News is out regarding two disputes at the game of mini-baccarat in Atlantic City, one of which has resulted in a lawsuit between a casino and its players. At issue in both disputes is cards that were supposed to be shuffled that, it turns out, weren’t.
By way of background, New Jersey’s regulations generally impose strict procedures (buttressed by a casino’s internal controls) regarding the shuffling of cards at the opening of a table. Traditionally, in any multi-deck game (such as baccarat and blackjack) all of the cards in all of the decks were required to be spread on the table and inspected, then subject to a “wash” shuffle where the dealer scattered the cards about the table in a washing motion. After that, the decks were all stacked up and subject to a traditional “riffle” shuffle. To open a table with eight decks of cards often took over 20 minutes.
Under the recently adopted N.J.S.A. 13:69E-1.18A, a casino may use pre-shuffled and pre-inspected cards from a licensed vendor. In this process, generally the company that manufacturers the cards puts the cards through an automated shuffling machine, then seals the shuffled cards in a package with a tamper-proof seal. Those packages are delivered to gaming table. The packages are opened and use of the cards immediately begins without the need for a wash shuffle or a riffle shuffle (although under that regulation, any patron may demand a riffle shuffle).
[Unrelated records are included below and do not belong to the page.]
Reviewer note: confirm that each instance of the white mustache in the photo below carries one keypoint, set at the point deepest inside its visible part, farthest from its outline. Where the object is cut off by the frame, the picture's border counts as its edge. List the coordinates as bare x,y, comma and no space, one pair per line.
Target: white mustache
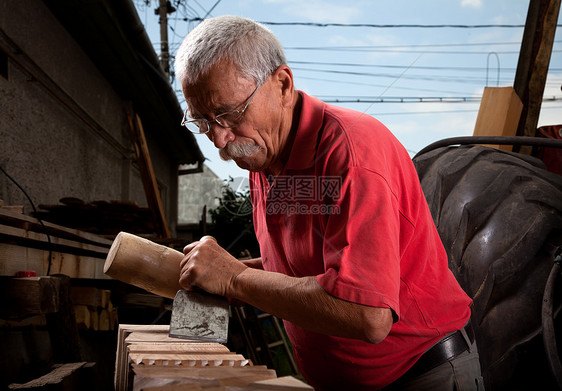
234,150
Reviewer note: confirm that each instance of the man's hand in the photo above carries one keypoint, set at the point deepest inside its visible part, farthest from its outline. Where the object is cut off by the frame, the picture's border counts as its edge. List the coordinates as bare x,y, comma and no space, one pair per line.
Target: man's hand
210,267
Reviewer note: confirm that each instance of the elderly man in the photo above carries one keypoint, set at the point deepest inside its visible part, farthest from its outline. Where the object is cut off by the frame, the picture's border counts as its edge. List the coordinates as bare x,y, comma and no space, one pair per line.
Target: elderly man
350,258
In the two incidents that have recently come to light, cards were put in play that the casino apparently believed were preshuffled by the manufacturer, but were actually in traditional deck order. According to the Press of Atlantic City, the first incident involves a mini-baccarat game at the Golden Nugget on April 30. There, the cards were not preshuffled and came out in order. Apparently, a number of patrons at the table noticed that the cards were coming out in order. Because baccarat is entirely dependent on the order of the cards that come out of the deck, knowing the order of the cards means that a player could win every hand by knowing where in the sequence the shoe was and the third-card drawing rules. At this table, the Golden Nugget claims it lost over $1.5 million. Approximately $550,000 has already been cashed; the casino has refused to redeem the remaining outstanding chips from the game. According to the article, casino surveillance and staff were watching the game closely due to the heavy payouts being made, but did not stop the game. The Golden Nugget has filed a lawsuit in Superior Court in Atlantic County seeking a declaration that the game is void and requiring any players who won to return those winnings.
The Division of Gaming Enforcement has stated that it is investigating the circumstances surrounding this game.
This same issue also occurred at the Taj Mahal on December 10. According to the Press of Atlantic City, a total of nine employees were fired over the incident, which led to $400,000 of losses by the casino. The Division of Gaming Enforcement also fined the casino over $90,000 for its failure to properly shuffle the cards. Again, apparently in that situation, casino employees and surveillance officers were observing the game, but did not notice the problem early enough to stop it.